Sobre o primeiro tema, o STJ reafirmou que a existência de dano ou irregularidade ambiental não basta, por si só, para configurar determinado crime: é indispensável demonstrar a correspondência precisa entre os fatos e todos os elementos previstos no tipo penal. Em seguida, a Corte delimitou os efeitos da quebra da cadeia de custódia, reconhecendo que a nulidade de uma fonte de prova digital não contamina automaticamente informações obtidas de forma independente. Por fim, a União Europeia apresentou uma abordagem que abrange todo o ciclo antifraude, com ênfase crescente na prevenção, na detecção precoce de inconsistências, no compartilhamento de informações e na exclusão de fornecedores.

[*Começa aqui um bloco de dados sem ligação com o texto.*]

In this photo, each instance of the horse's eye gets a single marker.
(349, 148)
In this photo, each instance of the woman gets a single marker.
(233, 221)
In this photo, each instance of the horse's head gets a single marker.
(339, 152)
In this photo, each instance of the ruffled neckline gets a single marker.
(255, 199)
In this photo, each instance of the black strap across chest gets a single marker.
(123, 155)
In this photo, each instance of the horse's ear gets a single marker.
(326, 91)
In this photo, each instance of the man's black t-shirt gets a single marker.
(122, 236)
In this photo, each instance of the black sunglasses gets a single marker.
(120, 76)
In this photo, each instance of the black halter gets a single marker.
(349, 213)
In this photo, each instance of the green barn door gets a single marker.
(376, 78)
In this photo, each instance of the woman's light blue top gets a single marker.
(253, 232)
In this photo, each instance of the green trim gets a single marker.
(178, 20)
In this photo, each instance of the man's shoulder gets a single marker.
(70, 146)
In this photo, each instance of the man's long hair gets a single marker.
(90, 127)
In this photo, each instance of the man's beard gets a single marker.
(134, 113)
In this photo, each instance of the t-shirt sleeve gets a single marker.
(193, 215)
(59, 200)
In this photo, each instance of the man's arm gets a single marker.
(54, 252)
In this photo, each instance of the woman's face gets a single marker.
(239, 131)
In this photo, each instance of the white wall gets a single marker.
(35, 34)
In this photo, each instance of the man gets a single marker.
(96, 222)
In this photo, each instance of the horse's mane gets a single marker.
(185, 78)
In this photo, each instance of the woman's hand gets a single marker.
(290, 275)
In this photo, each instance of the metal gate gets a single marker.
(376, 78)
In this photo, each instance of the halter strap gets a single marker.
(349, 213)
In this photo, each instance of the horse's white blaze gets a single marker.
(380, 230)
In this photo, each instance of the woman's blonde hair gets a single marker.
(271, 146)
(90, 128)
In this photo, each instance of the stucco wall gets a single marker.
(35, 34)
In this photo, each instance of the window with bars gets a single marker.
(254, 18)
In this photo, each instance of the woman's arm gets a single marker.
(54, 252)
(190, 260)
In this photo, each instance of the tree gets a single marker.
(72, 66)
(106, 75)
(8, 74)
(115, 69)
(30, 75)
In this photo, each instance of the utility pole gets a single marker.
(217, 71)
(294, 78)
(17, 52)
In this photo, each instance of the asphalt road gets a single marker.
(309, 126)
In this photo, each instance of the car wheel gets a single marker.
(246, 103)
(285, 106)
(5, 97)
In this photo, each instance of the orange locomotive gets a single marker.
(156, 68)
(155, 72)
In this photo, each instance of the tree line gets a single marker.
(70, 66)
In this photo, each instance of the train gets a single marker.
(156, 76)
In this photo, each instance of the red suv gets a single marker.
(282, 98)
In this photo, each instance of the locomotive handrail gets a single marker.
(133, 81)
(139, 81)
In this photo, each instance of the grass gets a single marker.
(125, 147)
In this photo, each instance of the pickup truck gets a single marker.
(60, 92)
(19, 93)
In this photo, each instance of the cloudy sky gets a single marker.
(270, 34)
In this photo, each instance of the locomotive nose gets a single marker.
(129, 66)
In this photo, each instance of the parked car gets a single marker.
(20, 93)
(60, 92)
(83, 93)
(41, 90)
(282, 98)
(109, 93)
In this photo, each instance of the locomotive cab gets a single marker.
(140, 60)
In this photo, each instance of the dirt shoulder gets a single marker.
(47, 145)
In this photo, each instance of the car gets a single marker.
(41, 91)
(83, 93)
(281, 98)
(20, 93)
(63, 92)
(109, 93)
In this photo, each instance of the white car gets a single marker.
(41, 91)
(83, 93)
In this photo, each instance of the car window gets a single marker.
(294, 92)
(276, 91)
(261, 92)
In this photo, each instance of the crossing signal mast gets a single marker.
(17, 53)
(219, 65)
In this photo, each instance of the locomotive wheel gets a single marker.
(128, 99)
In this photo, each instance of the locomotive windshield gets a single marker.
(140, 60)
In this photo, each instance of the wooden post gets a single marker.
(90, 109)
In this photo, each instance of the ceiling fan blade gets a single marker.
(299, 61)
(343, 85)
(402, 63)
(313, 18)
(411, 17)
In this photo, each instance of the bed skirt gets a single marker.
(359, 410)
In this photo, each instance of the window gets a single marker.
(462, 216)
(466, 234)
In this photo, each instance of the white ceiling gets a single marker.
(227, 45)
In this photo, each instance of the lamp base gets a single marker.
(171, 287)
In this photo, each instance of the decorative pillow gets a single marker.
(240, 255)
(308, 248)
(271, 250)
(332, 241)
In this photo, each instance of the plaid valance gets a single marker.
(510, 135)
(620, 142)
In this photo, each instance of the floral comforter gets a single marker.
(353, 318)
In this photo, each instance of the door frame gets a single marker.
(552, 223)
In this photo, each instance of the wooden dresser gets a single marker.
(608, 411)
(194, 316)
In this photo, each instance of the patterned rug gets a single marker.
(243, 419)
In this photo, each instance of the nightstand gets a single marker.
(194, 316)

Embora tratem de contextos diferentes, os três temas reforçam uma mesma premissa: a gestão do risco penal exige precisão jurídica, documentação técnica consistente e rastreabilidade das informações. Nesse cenário, laudos ambientais, individualização das fontes de prova, documentação da aplicação de recursos públicos e monitoramento de fornecedores e parceiros assumem papel relevante não apenas na prevenção de irregularidades, mas também na delimitação da responsabilidade da empresa e de seus administradores.
A Sexta Turma do Superior Tribunal de Justiça decidiu que a supressão de vegetação classificada como vereda, ainda que localizada em Área de Preservação Permanente (APP), não configura o crime previsto no art. 38 da Lei nº 9.605/1998. Para a Corte, o dispositivo penal tem alcance específico: pune a destruição, a danificação ou o uso irregular de floresta considerada de preservação permanente, não sendo possível estender sua incidência a toda e qualquer formação vegetal ambientalmente protegida.

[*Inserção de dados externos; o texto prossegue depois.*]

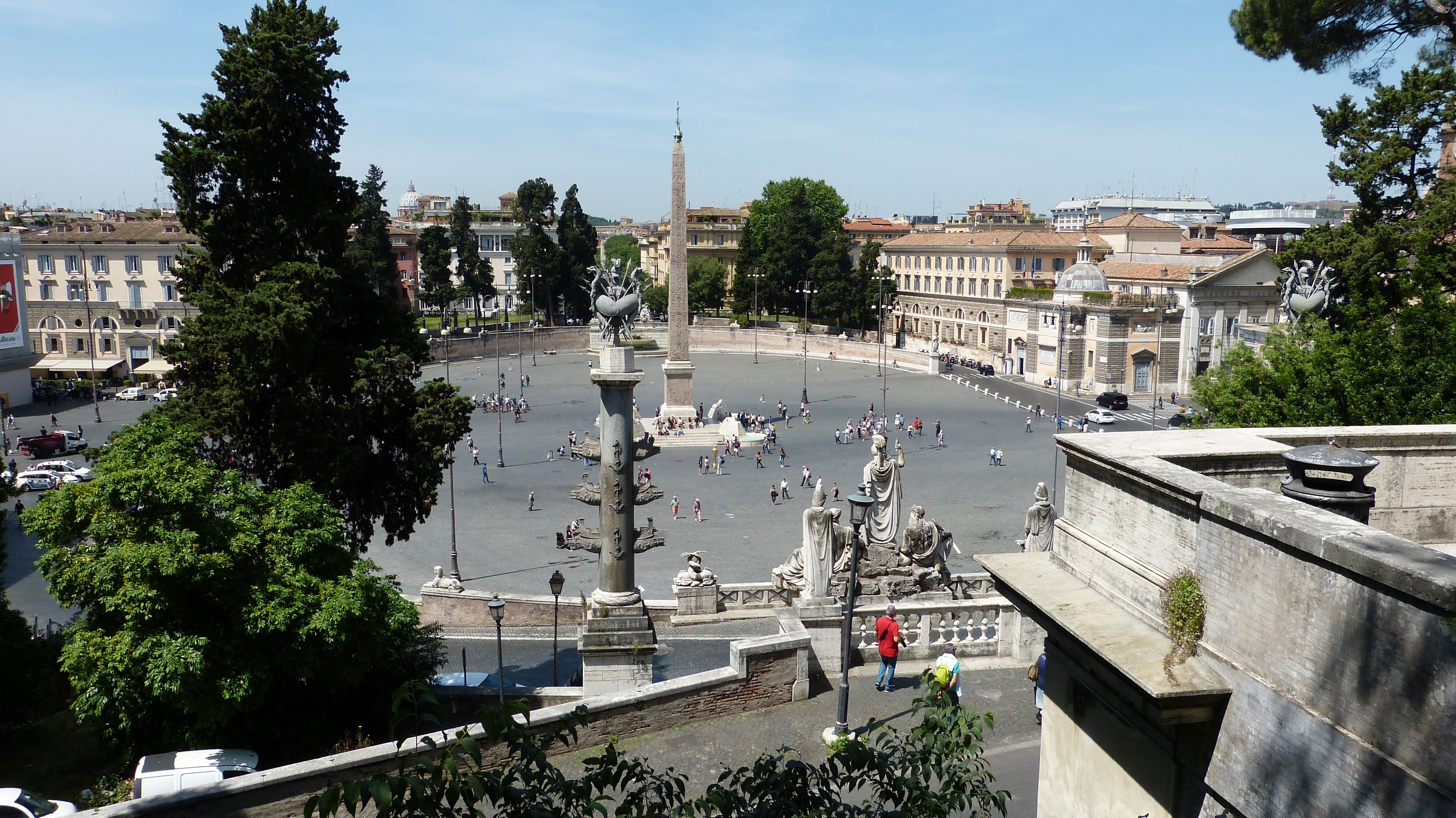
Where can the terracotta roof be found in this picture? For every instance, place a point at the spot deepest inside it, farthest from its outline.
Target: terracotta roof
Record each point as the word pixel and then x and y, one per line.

No caso analisado, o laudo pericial identificou a vegetação suprimida como vereda, fitofisionomia própria do Cerrado, caracterizada por solos hidromórficos e pela presença de buritis e outras palmeiras. Embora a área fosse considerada APP, ela não correspondia ao conceito técnico-jurídico de floresta adotado pela jurisprudência do STJ, entendido como formação arbórea densa, de alto porte, que recobre área de terra mais ou menos extensa e tem como elemento central a presença de árvores de grande porte. Como o elemento normativo exigido pelo tipo penal não estava presente, o Tribunal reconheceu a atipicidade da conduta e manteve a absolvição.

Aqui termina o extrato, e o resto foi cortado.